A laser beam is called diffraction-limited if its potential to be focused to small spots is as high as possible for the given wavelength, limited only by the unavoidable diffraction. In other words, its beam quality is ideal.
More precisely, ideal beam quality means that a beam waist with a given beam radius, generated from the beam by focusing e.g. with a curved mirror, is associated with the minimum possible beam divergence angle. What exactly this means depends on the definition of the beam radius and beam divergence. If second moments are used for the definition of both quantities, the minimum beam parameter product is reached for a Gaussian beam, which has not only a Gaussian intensity profile but also flat wavefronts at the beam waist (beam focus). Higher-order Hermite–Gaussian or Laguerre-Gaussian beams are not diffraction-limited.

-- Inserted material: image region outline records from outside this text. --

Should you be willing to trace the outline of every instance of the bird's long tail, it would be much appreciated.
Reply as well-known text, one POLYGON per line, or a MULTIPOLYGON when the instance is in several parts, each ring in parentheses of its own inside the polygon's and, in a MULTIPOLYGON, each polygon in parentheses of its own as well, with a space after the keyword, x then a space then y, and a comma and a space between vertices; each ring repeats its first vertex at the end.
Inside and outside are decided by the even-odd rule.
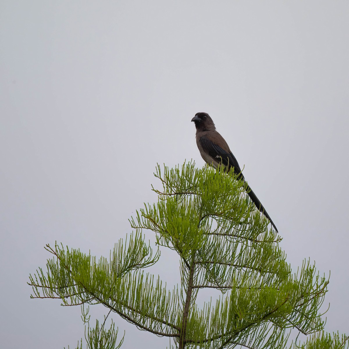
MULTIPOLYGON (((246 183, 246 182, 245 182, 246 183)), ((277 229, 276 228, 274 222, 272 220, 272 218, 270 218, 270 216, 268 214, 267 212, 265 210, 265 209, 263 207, 263 205, 261 203, 261 202, 258 200, 258 198, 256 196, 256 194, 253 192, 253 191, 247 183, 246 183, 247 187, 246 188, 247 191, 247 194, 252 201, 254 203, 257 208, 270 221, 272 225, 274 227, 275 230, 277 231, 277 229)))

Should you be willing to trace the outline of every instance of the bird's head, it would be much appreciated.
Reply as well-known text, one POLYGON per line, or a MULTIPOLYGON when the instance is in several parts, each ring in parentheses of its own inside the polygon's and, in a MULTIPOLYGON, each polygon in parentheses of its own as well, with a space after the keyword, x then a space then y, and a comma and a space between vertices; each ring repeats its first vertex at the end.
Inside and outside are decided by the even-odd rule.
POLYGON ((196 113, 192 119, 192 121, 195 123, 195 127, 197 130, 206 131, 216 129, 212 119, 207 113, 196 113))

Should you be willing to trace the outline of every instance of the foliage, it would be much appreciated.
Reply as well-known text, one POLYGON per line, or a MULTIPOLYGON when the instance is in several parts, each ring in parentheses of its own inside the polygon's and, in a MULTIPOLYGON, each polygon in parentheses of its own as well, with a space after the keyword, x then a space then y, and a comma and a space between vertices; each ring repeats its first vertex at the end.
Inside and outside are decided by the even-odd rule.
MULTIPOLYGON (((119 240, 109 259, 46 245, 53 258, 44 272, 30 276, 32 298, 60 298, 65 306, 102 304, 180 348, 281 349, 291 328, 313 334, 295 349, 347 346, 345 336, 341 341, 338 334, 319 334, 328 279, 309 260, 292 273, 279 247, 281 237, 268 229, 232 171, 198 169, 191 163, 163 171, 158 165, 154 174, 162 185, 153 188, 158 202, 137 211, 130 220, 134 232, 119 240), (144 230, 155 234, 155 252, 144 230), (146 272, 159 260, 159 246, 178 254, 179 286, 169 288, 146 272), (203 289, 220 295, 199 304, 203 289)), ((119 347, 113 327, 106 332, 104 326, 98 329, 97 322, 88 330, 89 348, 119 347)))

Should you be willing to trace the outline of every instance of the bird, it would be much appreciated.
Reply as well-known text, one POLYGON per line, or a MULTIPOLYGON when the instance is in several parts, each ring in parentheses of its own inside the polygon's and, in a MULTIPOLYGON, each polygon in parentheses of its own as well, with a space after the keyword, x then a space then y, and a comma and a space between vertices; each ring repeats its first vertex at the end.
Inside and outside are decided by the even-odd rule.
POLYGON ((228 143, 218 132, 211 117, 207 113, 197 113, 192 119, 196 128, 196 141, 198 148, 202 158, 215 168, 223 166, 225 170, 229 171, 234 168, 234 172, 238 179, 242 179, 246 185, 247 195, 257 208, 269 220, 276 232, 277 229, 270 216, 256 194, 246 183, 239 164, 230 151, 228 143))

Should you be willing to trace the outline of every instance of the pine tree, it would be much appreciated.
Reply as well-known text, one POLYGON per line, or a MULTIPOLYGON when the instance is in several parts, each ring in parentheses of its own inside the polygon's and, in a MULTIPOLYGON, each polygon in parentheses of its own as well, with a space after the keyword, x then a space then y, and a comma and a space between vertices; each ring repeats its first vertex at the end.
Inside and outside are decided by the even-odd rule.
MULTIPOLYGON (((328 279, 309 260, 292 273, 279 246, 281 238, 232 171, 198 169, 190 163, 163 171, 158 165, 154 174, 162 184, 160 190, 153 187, 158 202, 137 211, 130 220, 133 232, 109 258, 47 245, 53 255, 46 270, 30 276, 32 298, 82 305, 85 322, 84 305, 102 304, 180 349, 282 349, 292 329, 310 335, 295 348, 347 347, 345 335, 324 332, 319 309, 328 279), (155 234, 154 250, 146 242, 148 230, 155 234), (144 270, 159 260, 159 246, 178 254, 179 286, 169 289, 144 270), (205 289, 204 295, 213 296, 200 304, 198 296, 205 289)), ((120 347, 122 339, 117 344, 113 324, 106 331, 105 322, 86 330, 88 348, 120 347)))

A laser which operates on the fundamental transverse resonator mode will usually have a diffraction-limited output, since the shape of this is usually close to Gaussian. Non-ideal beam quality can be caused either by intracavity beam distortions, e.g. in the gain medium, which can either deform the fundamental mode (but usually only with a moderate effect on beam quality) or can (more frequently) cause transverse multimode operation. Note that the beam quality of a laser depends not only on the strength of intracavity distortions, but also on certain details of the resonator design; optimization of the latter can be essential for reaching a diffraction-limited output.
The M2 factor of a light beam is a useful quantity for judging how far from diffraction-limited the beam is.